The Agit Reader

The Church
Ardmore Music Hall, Philadelphia, July 6

July 11th, 2017  |  by Brian O'Neill

The Church

The Ardmore Music Hall is an intimate room that feels like two completely different venues. It has the vibe of a classy old school theater, but offers $3 Bud Light specials. It’s close enough to Philly that band itineraries say that that’s where they are, yet it sits in the middle of a quaint street that may as well be Main Street, Anytown, USA.

In many respects this makes it the perfect venue for The Church, at least on these shores. The band is known to many as a quintessential ‘80s one-hit wonder, whose “Under the Milky Way” is still a VH1 Classic staple and still a standby on alt-hits radio stations; Starfish, the 1988 album from which it is culled, remains the band’s only gold record.
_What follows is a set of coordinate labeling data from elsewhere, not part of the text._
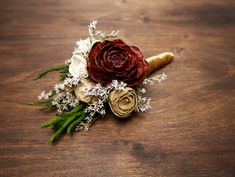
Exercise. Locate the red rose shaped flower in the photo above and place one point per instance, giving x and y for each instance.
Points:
(115, 60)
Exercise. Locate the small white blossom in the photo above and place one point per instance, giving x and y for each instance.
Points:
(143, 103)
(77, 68)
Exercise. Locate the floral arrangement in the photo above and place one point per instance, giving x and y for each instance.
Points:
(103, 73)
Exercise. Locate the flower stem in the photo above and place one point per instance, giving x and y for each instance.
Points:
(158, 61)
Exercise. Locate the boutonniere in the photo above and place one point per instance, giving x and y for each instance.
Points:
(103, 73)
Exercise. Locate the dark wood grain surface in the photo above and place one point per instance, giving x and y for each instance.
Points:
(190, 130)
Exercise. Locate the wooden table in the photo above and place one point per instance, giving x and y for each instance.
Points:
(190, 130)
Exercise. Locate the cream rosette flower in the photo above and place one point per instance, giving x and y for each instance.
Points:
(79, 91)
(77, 68)
(123, 102)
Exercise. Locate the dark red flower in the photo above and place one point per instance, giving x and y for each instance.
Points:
(115, 60)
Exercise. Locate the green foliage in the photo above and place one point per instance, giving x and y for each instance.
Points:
(64, 70)
(66, 122)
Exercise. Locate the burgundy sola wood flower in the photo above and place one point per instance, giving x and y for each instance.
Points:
(115, 60)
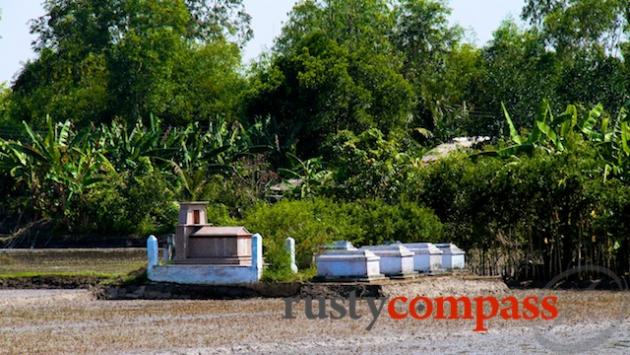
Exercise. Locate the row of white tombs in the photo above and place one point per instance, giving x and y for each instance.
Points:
(342, 260)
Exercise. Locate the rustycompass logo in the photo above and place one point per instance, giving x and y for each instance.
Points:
(478, 310)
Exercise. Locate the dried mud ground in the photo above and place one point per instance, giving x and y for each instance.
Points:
(73, 321)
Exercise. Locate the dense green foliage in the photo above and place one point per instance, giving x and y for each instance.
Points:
(323, 137)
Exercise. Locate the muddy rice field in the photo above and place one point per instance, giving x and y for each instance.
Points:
(73, 321)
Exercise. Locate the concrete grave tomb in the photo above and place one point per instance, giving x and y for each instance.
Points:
(452, 256)
(395, 259)
(427, 257)
(341, 260)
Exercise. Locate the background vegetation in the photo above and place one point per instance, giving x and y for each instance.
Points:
(132, 105)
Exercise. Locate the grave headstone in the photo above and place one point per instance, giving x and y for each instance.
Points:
(395, 259)
(341, 260)
(452, 256)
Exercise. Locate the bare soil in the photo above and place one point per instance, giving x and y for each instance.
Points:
(57, 321)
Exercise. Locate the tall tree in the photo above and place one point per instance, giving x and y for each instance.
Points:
(429, 43)
(99, 59)
(333, 68)
(570, 24)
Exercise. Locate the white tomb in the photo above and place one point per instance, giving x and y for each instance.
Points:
(205, 274)
(396, 260)
(452, 256)
(341, 260)
(289, 246)
(427, 257)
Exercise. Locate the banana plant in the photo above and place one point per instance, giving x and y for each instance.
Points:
(57, 167)
(555, 134)
(310, 173)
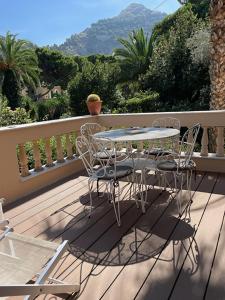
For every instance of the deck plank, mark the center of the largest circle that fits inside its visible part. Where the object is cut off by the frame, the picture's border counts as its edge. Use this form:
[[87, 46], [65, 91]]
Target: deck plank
[[207, 231], [216, 288], [137, 274], [131, 261]]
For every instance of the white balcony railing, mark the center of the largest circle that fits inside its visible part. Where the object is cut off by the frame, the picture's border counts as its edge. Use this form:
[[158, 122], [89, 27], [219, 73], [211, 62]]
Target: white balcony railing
[[17, 179]]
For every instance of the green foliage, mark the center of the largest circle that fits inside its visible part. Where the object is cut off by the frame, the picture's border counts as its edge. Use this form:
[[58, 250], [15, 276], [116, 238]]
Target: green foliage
[[11, 89], [57, 68], [29, 105], [12, 117], [142, 102], [134, 57], [18, 67], [51, 109], [199, 7], [128, 89], [172, 72], [98, 78]]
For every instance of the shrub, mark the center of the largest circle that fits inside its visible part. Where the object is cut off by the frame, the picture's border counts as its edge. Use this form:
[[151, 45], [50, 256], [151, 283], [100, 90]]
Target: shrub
[[12, 117], [143, 102], [51, 109]]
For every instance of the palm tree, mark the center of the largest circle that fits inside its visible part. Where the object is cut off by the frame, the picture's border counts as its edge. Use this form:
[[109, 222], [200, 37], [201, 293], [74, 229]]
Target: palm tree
[[135, 55], [217, 68], [18, 67]]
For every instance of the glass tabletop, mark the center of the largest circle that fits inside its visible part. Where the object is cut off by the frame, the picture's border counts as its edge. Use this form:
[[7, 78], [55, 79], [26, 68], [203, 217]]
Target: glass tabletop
[[137, 134]]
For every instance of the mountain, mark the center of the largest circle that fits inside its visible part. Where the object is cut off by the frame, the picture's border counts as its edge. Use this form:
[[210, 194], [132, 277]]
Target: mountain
[[101, 37]]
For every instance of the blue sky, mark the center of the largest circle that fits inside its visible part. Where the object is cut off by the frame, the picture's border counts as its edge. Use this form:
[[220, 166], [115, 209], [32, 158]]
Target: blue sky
[[52, 21]]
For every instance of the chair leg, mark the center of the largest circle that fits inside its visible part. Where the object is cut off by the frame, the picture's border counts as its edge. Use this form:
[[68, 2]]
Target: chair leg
[[98, 187], [90, 187], [116, 204]]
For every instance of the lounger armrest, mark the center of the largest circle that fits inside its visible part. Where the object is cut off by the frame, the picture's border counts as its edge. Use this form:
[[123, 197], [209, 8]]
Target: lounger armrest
[[37, 289]]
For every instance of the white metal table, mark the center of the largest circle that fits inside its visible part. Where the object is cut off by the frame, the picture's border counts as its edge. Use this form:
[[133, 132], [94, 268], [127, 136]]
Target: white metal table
[[138, 134]]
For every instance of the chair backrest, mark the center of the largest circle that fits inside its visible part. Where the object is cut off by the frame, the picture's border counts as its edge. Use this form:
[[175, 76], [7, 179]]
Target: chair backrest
[[188, 143], [91, 154], [166, 122]]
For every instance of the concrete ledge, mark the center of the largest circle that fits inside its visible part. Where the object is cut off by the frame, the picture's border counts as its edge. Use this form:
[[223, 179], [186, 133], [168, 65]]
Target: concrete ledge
[[210, 163]]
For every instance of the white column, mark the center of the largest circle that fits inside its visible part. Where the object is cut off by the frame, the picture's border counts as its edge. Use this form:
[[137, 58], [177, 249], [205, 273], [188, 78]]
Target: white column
[[37, 157], [69, 147], [59, 150], [205, 142], [220, 142], [23, 161], [48, 152]]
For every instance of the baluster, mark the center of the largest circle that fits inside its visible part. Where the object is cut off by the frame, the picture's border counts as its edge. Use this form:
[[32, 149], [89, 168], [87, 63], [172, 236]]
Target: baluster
[[204, 142], [220, 142], [23, 161], [190, 137], [77, 133], [37, 157], [48, 152], [69, 148], [59, 150]]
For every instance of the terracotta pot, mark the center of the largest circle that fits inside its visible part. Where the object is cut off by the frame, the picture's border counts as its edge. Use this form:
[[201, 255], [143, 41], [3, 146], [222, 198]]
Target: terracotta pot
[[94, 107]]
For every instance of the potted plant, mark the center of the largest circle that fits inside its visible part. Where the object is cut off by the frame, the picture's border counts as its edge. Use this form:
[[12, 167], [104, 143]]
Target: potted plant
[[94, 104]]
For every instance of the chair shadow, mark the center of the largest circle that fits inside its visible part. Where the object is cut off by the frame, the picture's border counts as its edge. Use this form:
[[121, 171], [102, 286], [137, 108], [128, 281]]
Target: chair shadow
[[116, 246]]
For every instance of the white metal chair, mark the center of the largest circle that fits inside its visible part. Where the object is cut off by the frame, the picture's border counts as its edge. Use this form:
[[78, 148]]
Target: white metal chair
[[24, 259], [110, 171], [163, 148], [181, 165]]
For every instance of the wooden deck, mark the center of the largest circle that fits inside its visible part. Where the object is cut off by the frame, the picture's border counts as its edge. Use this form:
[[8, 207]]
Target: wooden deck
[[152, 256]]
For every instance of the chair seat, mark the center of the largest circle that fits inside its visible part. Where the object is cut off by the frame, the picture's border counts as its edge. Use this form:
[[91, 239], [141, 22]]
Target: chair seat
[[157, 152], [172, 165], [105, 154], [140, 163], [111, 172]]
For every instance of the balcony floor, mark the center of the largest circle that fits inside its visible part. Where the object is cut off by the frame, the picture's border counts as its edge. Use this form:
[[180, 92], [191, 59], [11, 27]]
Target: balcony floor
[[152, 256]]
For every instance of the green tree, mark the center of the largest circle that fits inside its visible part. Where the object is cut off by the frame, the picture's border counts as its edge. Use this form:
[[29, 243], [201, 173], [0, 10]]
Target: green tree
[[200, 7], [175, 73], [135, 55], [56, 68], [18, 67], [99, 78]]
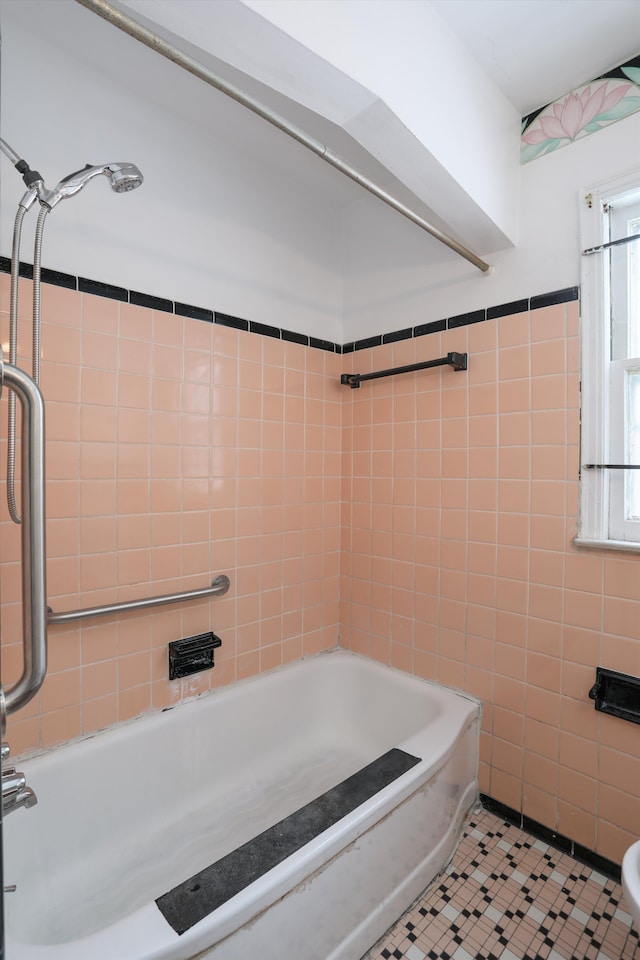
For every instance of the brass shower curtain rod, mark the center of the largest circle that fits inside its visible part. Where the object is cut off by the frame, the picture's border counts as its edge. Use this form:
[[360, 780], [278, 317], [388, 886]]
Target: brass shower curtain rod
[[155, 42]]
Yet the room didn’t fill up out of nostalgia for one song. The crowd assembled for a revered band that spent years in Australia making sublimely hypnotic psychedelia-infused jangly pop songs, a cult attraction that might have outgrown the outback thanks to good timing, good fortune, and a good song, but one with a catalogue of 24 albums spanning more than 35 years.

This explains why the show was billed as “An Evening with The Church,” sans support, and why those in attendance came early and were rapt with attention the entire set. This includes the first hour or so spotlighting old and new album tracks, an encompassing contrast to recent American excursions that concentrated on one specific album.

Included was the Beatlesque “Metropolis” off Gold Afternoon Fix, a cloudy, spiritualized version of “Fly” which dates back to 1983’s Seance, and a soaring, aggressively played “Tantalized,” from the band’s Heyday. The Church has been at it long enough to know that as brilliant “Milky Way” is, “Reptile,” with its bouncy post-punk bass line and staccato guitar is the best way to end the set.

Devotees undoubtedly wish that long-time guitarist Marty Wilson-Piper was still with the band, but Ian Haug seemed up to the task, especially (and perhaps unsurprisingly) on the material he recorded. This was evident as The Church encored with the first song he co-wrote with the band after joining, “Miami,” and how the down-tuned melodrama fit in so well with the rest of the set.

“The Unguarded Moment” was the lone throwback to the band’s debut, and to say it has aged well is an understatement. As the crowd sang along, you could have sworn it was in the soundtrack to a John Hughes movie. It dissolved into “Space Saviour,” nearly six minutes of droning feedback that ended the set.

Those final two tracks tied the unique duality of The Church together. The band could have been a cult dream-pop act or it could have been a hit maker. Instead, they have a massive catalogue that sounds like hits and a passionate fanbase that reacts accordingly. Truly the best of both worlds.